Immunosuppressive therapy in the form of horse ATG [antithymocyte globulin] cyclosporine has been the most well-studied regimen in Europe, Asia, and the United States for decades. Now, several attempts have been made to improve outcomes of horse ATG, including adding more immunosuppression like mycophenolate, sirolimus, rabbit ATG, alemtuzumab, and cyclophosphamide. Many of these therapies actually worked in the sense that they never improved their response rate or their survival.

In 2010, there was a trial that was developed to add eltrombopag to immunosuppressive therapy, which started in 2012 asking the question “Could a growth factor that was shown to be active in aplastic anemia earlier in refractory patients have activity in the up-front setting?” That is, in combination with a standard horse ATG cyclosporine regimen. That was a study that was conducted from 2012 to 2017. It was published in the New England Journal of Medicine in 2017, showing remarkable rates of overall response rate, in the order of 90%, 95%, and complete response rates in the order of 40% to 50%. And in some patients, actually, the response rate complete was up to 50% to 60%. So these are [unheard-of] numbers with immunosuppression alone.
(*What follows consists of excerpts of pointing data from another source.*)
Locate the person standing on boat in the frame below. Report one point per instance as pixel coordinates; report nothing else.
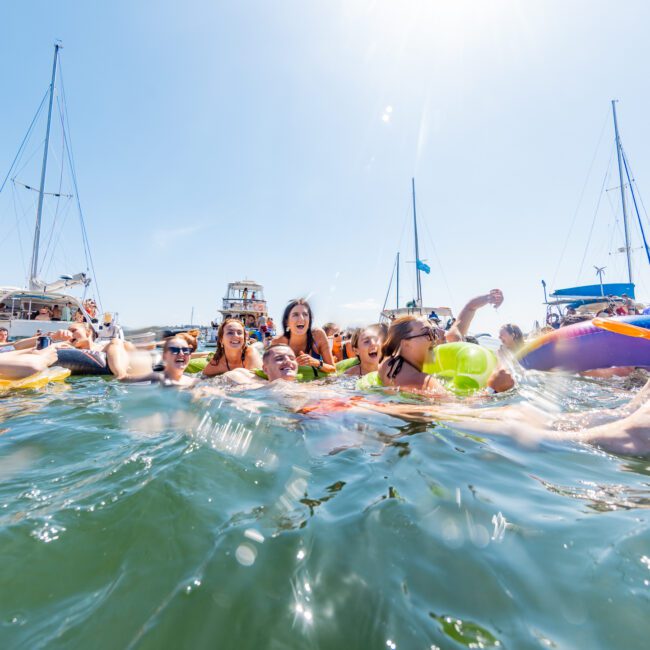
(66, 312)
(232, 350)
(458, 331)
(310, 346)
(366, 346)
(511, 337)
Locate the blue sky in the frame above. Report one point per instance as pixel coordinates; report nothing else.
(217, 140)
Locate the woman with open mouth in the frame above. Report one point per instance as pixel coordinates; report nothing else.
(409, 344)
(232, 350)
(310, 345)
(366, 345)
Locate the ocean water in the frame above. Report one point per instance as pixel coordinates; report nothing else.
(143, 517)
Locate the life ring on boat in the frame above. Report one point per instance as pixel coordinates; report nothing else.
(585, 346)
(37, 380)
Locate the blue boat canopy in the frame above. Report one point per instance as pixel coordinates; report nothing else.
(596, 291)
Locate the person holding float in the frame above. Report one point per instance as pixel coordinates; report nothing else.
(232, 350)
(177, 352)
(309, 344)
(366, 347)
(409, 361)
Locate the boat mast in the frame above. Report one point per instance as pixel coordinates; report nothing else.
(620, 176)
(33, 276)
(417, 251)
(397, 285)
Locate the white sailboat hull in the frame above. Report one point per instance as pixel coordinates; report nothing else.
(20, 328)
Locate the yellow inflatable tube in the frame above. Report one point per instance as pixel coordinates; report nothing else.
(38, 380)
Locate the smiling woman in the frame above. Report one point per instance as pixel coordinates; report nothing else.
(232, 350)
(309, 344)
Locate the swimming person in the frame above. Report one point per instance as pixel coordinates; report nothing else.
(19, 364)
(177, 352)
(116, 357)
(627, 431)
(232, 350)
(366, 345)
(310, 346)
(278, 363)
(408, 345)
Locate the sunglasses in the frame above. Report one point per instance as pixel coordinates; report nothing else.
(429, 333)
(176, 350)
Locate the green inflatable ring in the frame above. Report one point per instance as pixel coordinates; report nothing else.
(464, 367)
(197, 365)
(346, 364)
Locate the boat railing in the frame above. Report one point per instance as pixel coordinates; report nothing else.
(244, 303)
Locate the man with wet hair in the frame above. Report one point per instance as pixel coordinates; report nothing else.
(279, 362)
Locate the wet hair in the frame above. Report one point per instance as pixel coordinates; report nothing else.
(186, 336)
(379, 328)
(515, 332)
(285, 322)
(220, 350)
(330, 327)
(399, 329)
(270, 350)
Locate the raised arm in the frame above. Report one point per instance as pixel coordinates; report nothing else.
(459, 329)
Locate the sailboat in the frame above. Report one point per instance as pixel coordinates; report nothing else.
(20, 307)
(414, 306)
(589, 299)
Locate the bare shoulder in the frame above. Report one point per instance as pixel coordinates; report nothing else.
(319, 335)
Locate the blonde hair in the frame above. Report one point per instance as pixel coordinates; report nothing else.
(399, 329)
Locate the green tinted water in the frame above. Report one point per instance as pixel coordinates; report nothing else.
(139, 517)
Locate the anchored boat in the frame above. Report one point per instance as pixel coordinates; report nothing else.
(414, 306)
(588, 300)
(26, 310)
(244, 300)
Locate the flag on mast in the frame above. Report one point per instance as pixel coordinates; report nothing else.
(421, 266)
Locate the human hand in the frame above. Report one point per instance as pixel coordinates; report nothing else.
(49, 354)
(495, 297)
(500, 381)
(61, 335)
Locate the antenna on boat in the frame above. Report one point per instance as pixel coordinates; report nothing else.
(397, 283)
(600, 271)
(417, 251)
(620, 176)
(33, 275)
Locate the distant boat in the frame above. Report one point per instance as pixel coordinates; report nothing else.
(244, 300)
(592, 298)
(413, 306)
(19, 306)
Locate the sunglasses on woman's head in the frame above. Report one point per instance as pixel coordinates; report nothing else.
(428, 332)
(176, 350)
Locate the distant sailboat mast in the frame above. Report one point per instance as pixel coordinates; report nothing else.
(33, 276)
(418, 281)
(623, 204)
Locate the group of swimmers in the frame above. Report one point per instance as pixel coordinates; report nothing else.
(396, 353)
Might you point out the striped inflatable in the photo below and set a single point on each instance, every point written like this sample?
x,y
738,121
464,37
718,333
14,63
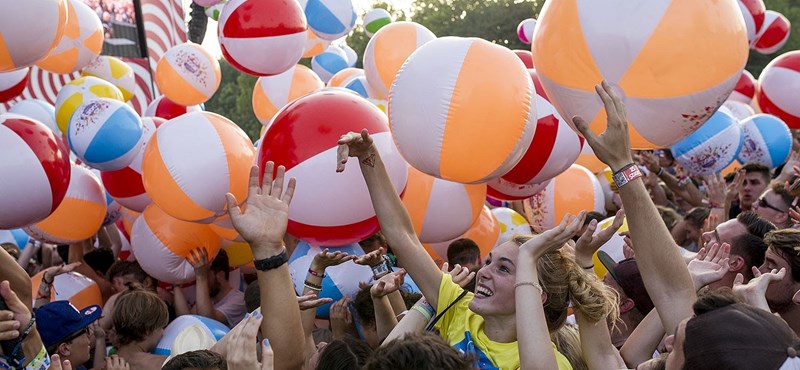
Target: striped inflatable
x,y
575,190
13,83
650,53
188,74
125,185
264,45
303,138
29,30
712,147
79,215
115,71
181,146
80,43
453,94
388,49
272,93
79,91
105,134
441,210
34,172
161,244
778,85
767,140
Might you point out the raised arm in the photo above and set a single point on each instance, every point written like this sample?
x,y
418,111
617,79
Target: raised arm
x,y
263,224
663,271
394,220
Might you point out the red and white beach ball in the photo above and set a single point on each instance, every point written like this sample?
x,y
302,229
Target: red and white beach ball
x,y
34,172
650,53
161,244
263,45
188,74
81,42
388,49
774,34
271,93
193,161
79,216
29,30
450,97
13,83
778,85
303,137
441,210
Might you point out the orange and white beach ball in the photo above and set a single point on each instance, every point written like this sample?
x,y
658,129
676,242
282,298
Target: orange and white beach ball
x,y
193,161
29,30
81,42
188,74
650,53
461,109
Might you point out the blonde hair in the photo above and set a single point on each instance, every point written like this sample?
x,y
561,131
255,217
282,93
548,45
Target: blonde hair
x,y
564,282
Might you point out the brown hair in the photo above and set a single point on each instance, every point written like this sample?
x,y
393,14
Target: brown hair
x,y
564,282
137,313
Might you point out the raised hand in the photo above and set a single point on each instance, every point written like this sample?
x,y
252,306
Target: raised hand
x,y
613,145
266,216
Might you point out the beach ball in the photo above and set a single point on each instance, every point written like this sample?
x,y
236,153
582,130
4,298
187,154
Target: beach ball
x,y
79,91
340,281
105,134
712,147
115,71
81,42
265,45
193,161
745,88
767,140
329,62
525,30
79,216
441,111
13,83
329,19
658,63
213,11
29,31
125,185
162,243
188,74
485,232
271,93
314,45
39,110
189,333
552,149
34,172
303,137
511,223
167,109
753,12
375,19
388,49
778,85
774,34
441,210
74,287
573,191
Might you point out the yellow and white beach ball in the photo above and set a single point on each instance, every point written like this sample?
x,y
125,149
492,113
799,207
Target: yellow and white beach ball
x,y
461,110
655,53
81,42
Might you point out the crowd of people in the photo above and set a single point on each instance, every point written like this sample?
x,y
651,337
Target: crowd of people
x,y
710,280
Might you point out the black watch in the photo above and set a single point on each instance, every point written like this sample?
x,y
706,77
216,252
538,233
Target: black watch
x,y
273,262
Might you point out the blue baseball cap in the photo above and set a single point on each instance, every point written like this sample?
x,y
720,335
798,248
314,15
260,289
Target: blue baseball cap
x,y
58,320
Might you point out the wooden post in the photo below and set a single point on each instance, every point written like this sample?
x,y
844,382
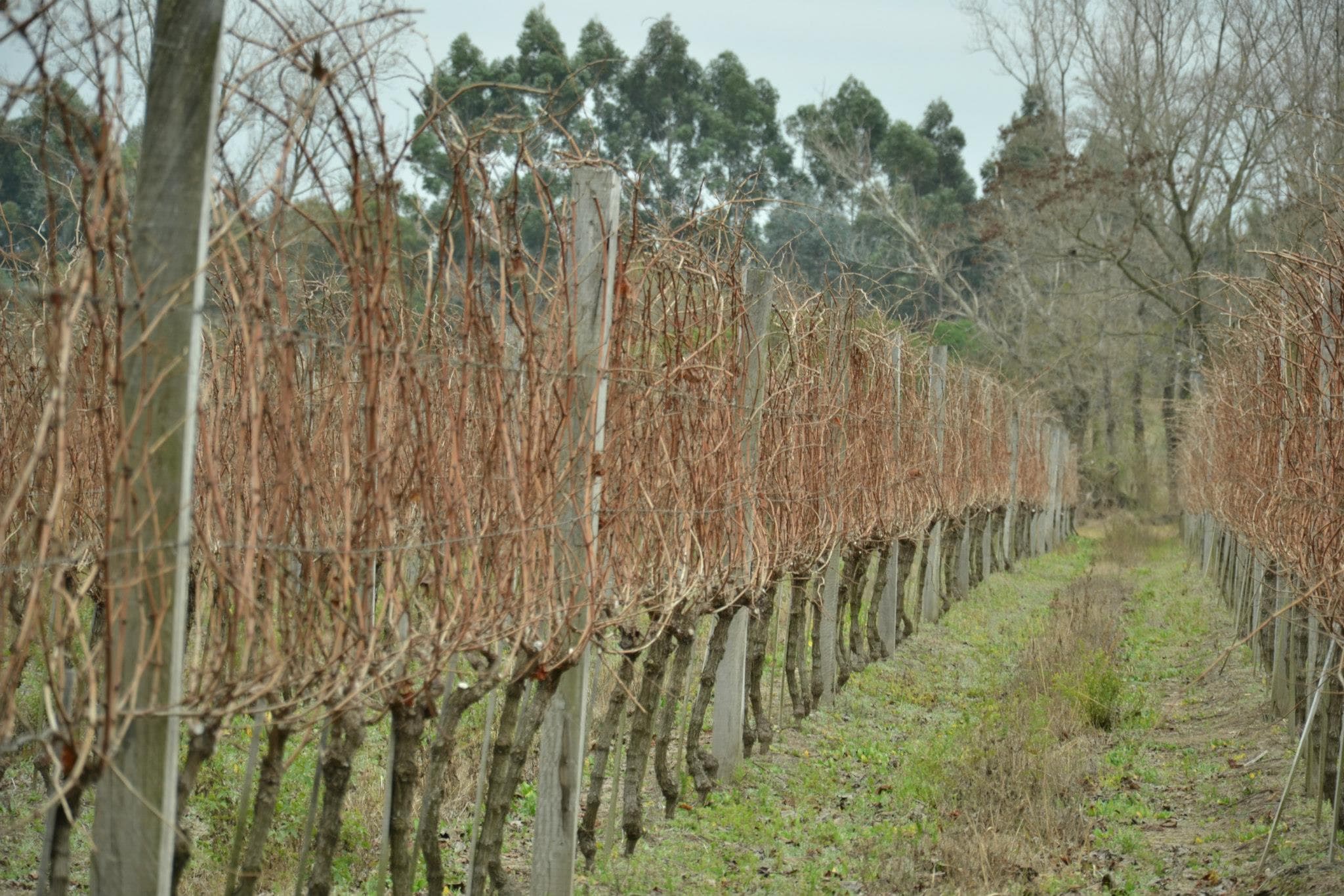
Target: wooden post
x,y
732,676
150,537
597,202
830,602
1257,610
1281,680
889,621
964,555
887,617
1011,512
931,605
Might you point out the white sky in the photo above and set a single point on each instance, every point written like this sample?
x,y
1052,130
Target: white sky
x,y
906,51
So this is what prompted the enthusiasm for this regimen: decreasing the pool of patients who were refractory to initial immunosuppressive therapy.

Historically, the response rate for immunosuppressive therapy is in the order of 60% to 70% and complete, like 10%. So having people 40% to 50% responding complete response actually looks like you’re really changing the natural history of the disease. And this is what was submitted to the FDA last year and this year, and this is what led to the approval of the combination of eltrombopag to standard horse ATG cyclosporine in frontline treatment for severe aplastic anemia.

So the standard regimen of severe aplastic anemia in terms of immunosuppressive therapy is ATG plus cyclosporine. Now, in the United States and some parts of the world, the preferred treatment is with horse ATG cyclosporine because it gives better results compared with all the other therapies like rabbit ATG cyclosporine. Now, rabbit ATG cyclosporine is given in many parts of the world because horse ATG is not available. The frontline regimen involves a combination of ATG plus cyclosporine, preferably horse ATG cyclosporine, which is the regimen that has been associated with higher overall response rates and long-term survival. In fact, there have been studies comparing horse versus rabbit ATG, and results from most prospective studies show that there is a benefit toward the horse ATG regimen, which is interestingly a less potent immunosuppressant regimen, which was unexpected given that more potent regimens were investigated, but they did not yield better results, so the standard is horse ATG cyclosporine.

Now, what’s probably going to change with the approval of eltrombopag is that given the higher overall response rates and complete response rates—and decreasing that pool of patients who actually are refractory to frontline therapy—I anticipate that most will end up incorporating eltrombopag to horse ATG cyclosporine like it was in the application for the FDA and the recent approval. So before it was just IST, or immunosuppressive therapy. I suspect that now with this data, the combination will be commonly applied.